Bリーグ1年で最も成長したチーム。個性と成熟、ジェッツが求める両極。<Number Web> photograph by AFLO

千葉ジェッツはSNSなどファンサービスも多彩なチーム。船橋アリーナは千葉の新たな名所になっている。

選手の個性を尊重し、役割を明確にする。

 自分たちの強み――。

 それがジェッツのキーワードだった。1年を通して、大野は選手たちに問いかけた。自分の得意なことは何なのか。苦手なことは何なのか。

 得意なプレーを見せるときに、アスリートは最も大きな輝きを放つ。それをチームとして追求したからこそ、ジェッツはリーグ有数の個性的なチームになった。

 ポイントガードの富樫は日本人4位タイの1試合13.2点という得点力を備える一方で、平均アシスト数も4(50試合以上出場した選手のなかで3位)など、決定的なパスも出してきた。

 脱サラしてプロになった異色の経歴の持ち主である石井は、3Pの成功率がリーグ2位。キャプテンの小野は197cmという長身ながら、アウトサイドからのシュートを涼しげに決めた。他にも成長著しく日本代表候補に入った原修太や、アグレッシブなプレーでファンの心をつかむ阿部友和もいる。

 チーム最年長の38歳にして、理論派のセンター伊藤俊亮は個性が際立っていた理由をこんな風に語る。

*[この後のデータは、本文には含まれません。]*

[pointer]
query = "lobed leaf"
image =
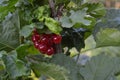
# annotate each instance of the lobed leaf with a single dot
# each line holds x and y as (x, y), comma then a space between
(9, 33)
(101, 67)
(69, 64)
(50, 70)
(15, 67)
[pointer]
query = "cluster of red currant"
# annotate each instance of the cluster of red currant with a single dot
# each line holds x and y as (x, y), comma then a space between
(45, 43)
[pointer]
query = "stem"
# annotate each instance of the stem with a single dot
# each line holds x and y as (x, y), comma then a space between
(52, 7)
(58, 47)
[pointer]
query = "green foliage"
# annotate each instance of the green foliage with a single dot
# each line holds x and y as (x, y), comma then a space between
(6, 7)
(101, 67)
(9, 33)
(107, 31)
(15, 67)
(50, 70)
(72, 19)
(27, 30)
(75, 17)
(53, 25)
(108, 37)
(73, 38)
(69, 64)
(95, 9)
(26, 49)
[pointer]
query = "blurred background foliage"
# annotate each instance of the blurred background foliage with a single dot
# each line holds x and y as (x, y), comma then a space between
(90, 44)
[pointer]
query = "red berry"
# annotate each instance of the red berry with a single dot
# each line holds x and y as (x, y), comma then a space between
(50, 51)
(35, 31)
(57, 39)
(42, 48)
(36, 44)
(35, 37)
(44, 40)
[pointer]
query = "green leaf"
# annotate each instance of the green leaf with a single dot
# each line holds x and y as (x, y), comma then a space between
(107, 31)
(108, 37)
(14, 66)
(66, 22)
(73, 38)
(53, 25)
(50, 70)
(9, 33)
(10, 7)
(42, 12)
(69, 64)
(25, 50)
(26, 30)
(79, 17)
(100, 67)
(95, 9)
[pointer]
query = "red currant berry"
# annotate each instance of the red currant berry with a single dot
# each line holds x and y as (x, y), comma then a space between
(36, 44)
(35, 31)
(35, 37)
(50, 51)
(42, 48)
(44, 40)
(57, 39)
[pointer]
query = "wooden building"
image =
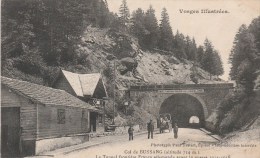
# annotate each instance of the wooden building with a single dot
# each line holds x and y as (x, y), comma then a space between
(36, 118)
(89, 88)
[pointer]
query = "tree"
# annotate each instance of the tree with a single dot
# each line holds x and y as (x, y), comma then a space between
(138, 28)
(152, 29)
(208, 58)
(200, 54)
(166, 36)
(124, 13)
(179, 46)
(244, 58)
(190, 48)
(218, 65)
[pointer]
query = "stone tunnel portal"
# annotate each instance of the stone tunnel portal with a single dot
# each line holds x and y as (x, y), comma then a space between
(186, 110)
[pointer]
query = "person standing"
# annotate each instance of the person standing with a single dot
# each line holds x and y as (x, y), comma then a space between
(131, 132)
(150, 128)
(175, 130)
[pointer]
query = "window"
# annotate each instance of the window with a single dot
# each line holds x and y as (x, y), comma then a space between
(61, 116)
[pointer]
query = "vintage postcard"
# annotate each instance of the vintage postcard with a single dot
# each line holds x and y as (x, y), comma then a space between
(130, 78)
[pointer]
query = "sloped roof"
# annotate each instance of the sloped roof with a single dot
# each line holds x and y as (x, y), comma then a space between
(43, 94)
(83, 84)
(74, 82)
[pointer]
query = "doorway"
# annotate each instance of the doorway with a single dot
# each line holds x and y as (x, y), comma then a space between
(10, 136)
(93, 121)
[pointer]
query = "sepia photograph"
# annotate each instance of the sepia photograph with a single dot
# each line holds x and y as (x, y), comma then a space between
(130, 79)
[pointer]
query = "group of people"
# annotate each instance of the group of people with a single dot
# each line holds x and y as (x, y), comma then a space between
(150, 128)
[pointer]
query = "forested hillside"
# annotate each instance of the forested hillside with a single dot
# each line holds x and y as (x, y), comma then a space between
(240, 109)
(41, 36)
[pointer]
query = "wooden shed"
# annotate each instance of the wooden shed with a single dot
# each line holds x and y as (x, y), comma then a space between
(87, 87)
(36, 118)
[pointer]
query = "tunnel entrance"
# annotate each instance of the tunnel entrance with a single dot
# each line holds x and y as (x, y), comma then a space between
(186, 110)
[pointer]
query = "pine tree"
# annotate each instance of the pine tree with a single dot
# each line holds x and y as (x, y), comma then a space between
(138, 28)
(179, 46)
(218, 65)
(166, 36)
(200, 54)
(152, 29)
(124, 13)
(208, 58)
(243, 59)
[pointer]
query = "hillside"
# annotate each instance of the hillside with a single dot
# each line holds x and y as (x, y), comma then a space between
(96, 54)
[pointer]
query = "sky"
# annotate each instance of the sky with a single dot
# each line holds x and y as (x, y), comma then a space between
(219, 28)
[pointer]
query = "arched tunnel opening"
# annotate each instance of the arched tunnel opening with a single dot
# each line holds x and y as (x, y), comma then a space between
(186, 110)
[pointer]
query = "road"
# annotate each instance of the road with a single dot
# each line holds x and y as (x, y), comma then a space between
(164, 144)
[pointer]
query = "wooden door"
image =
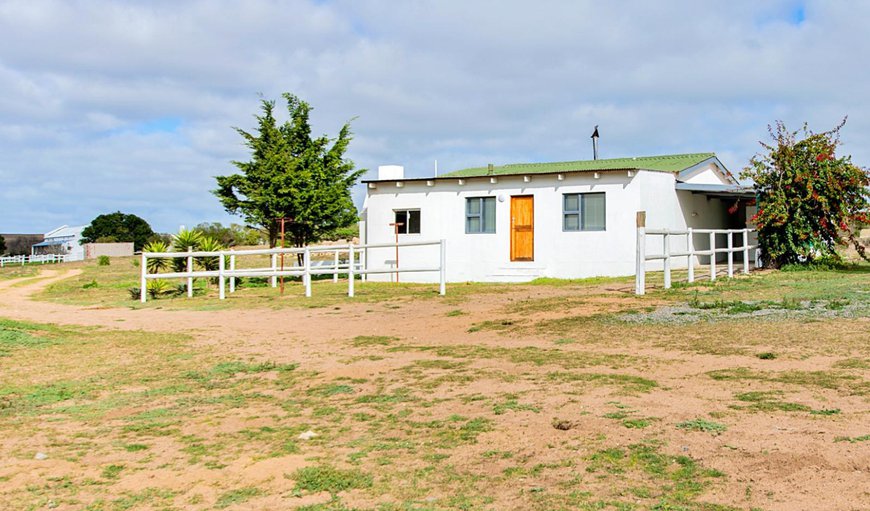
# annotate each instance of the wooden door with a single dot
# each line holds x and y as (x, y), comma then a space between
(523, 228)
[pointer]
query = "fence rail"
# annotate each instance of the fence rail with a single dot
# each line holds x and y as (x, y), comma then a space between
(690, 253)
(21, 260)
(354, 264)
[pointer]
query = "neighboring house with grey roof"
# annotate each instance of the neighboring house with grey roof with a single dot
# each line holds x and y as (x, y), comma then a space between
(572, 219)
(64, 240)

「プレーの面では、ヘッドコーチの仕事の振り方が結果に表れているんじゃないかなと思います。それぞれが役割を理解し、頑張る。シーズンの最初から最後まで本当に徹底していましたから。そこは、お客さんにも楽しんでもらえた要因の1つなんじゃないかなと思います」

アメリカ人選手だけが得点するチームにはしたくない。

 指揮官の大野は、選手の特長を引き出そうと考えた狙いを以下のように説明する。

「もちろん助っ人のアメリカ人選手の力もすごく大切なのですが、彼らだけが得点をとって勝つだけのチームにはしたくないと思っていたので。例えば、富樫を活かすのはピック&ロール(スクリーンを使い、スクリーンをかけた選手がゴール方向にターンする形)を使った攻撃ですし、石井にはシュートを打てと言い続けてきました。小野の持っているスキルはスモールフォワードで活きると思っていますし。彼らが活きるようなアーリー・オフェンスも作りました」

 その狙いは成長神話として結実し、選手たちは活き活きと個性を開花させていった。

 では、優勝するためには何が足りなかったのか。

 1つには、各選手の武器が明確なため、相手に対策されやすかったことだ。栃木とのCSでは徹底的に対策を練られ、いつものようなピック&ロールからの攻撃は見られなかったし、リーグ最多の3Pシュートを決めたシューター陣も沈黙した。

 ジェッツが武器を磨けば、当然相手はその特長を消そうとしてくる。これからは、相手の対策を上回る準備が求められることになる。